Trips like you to look forward to them. They mark themselves on your calendar and watch you X over the days just ahead of them. Trips promise sleep, adventure, connection, views, experiences, food, and memories. They lure you toward them, mostly because of the people, your favorites, they promise. You’d run their way if you didn’t have work, obligations, and all the regulars to X over first.
Trips are careful to help you prepare. They remind you to tuck the park pass in, arrange for puppy care, fill the tank. A trip usually includes a few rendezvous calls and texts, your favorite part because of those same favorites it promises.

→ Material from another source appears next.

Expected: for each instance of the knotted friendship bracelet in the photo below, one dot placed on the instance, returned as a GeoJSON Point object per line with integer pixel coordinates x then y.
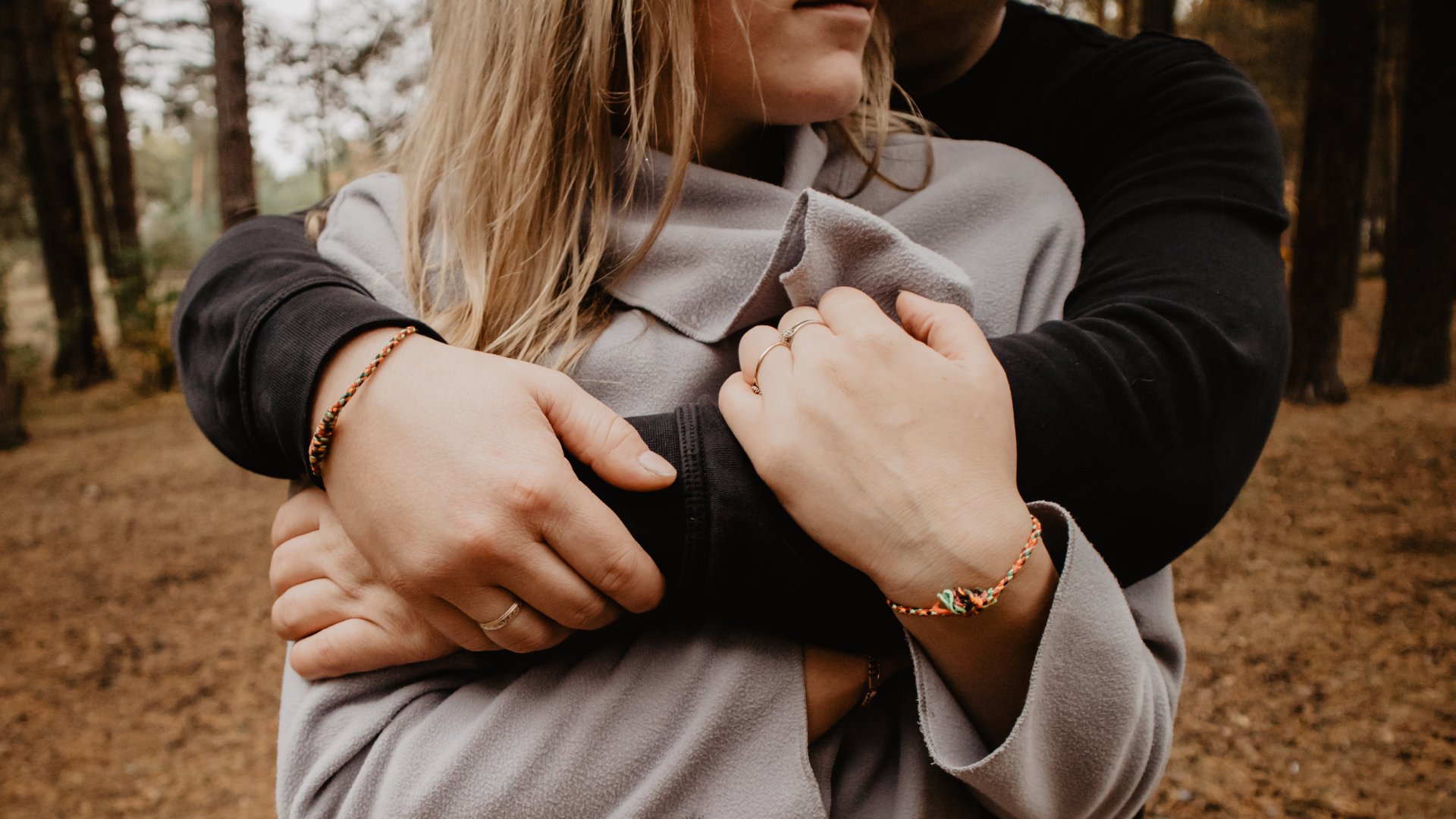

Then, the trip arrives. It says, it’s time. Let’s go. No more X’s. All the X’s are marked. Yippy!
The trip. It’s such a diversion, just what you need. It’s full of life, air, new breaths, just what you need. It’s full of refreshed relations, catch-ups, new words and topics and learning. It’s all what you need.
But trips are bad at endings. They don’t mark or promise or prepare. They don’t ease you back into the regulars. They plop you down in your before-trip life, your alone life, your now-what-do-I-do life, and… disappear. Suddenly the favorites are gone, the calendar is blank, the tank is empty. They don’t even stick around to hold you while you cry. They’re trips. They only know how to enjoy then slap you on the back with an “attaboy.” So harsh.
You’re the big girl. You can say no to trips. They will leave you alone. Or you can enjoy the enjoy and know that once you’re home, with your new memory, another trip with your favorites will invite you before long. Maybe someday their endings won’t be quite so harsh.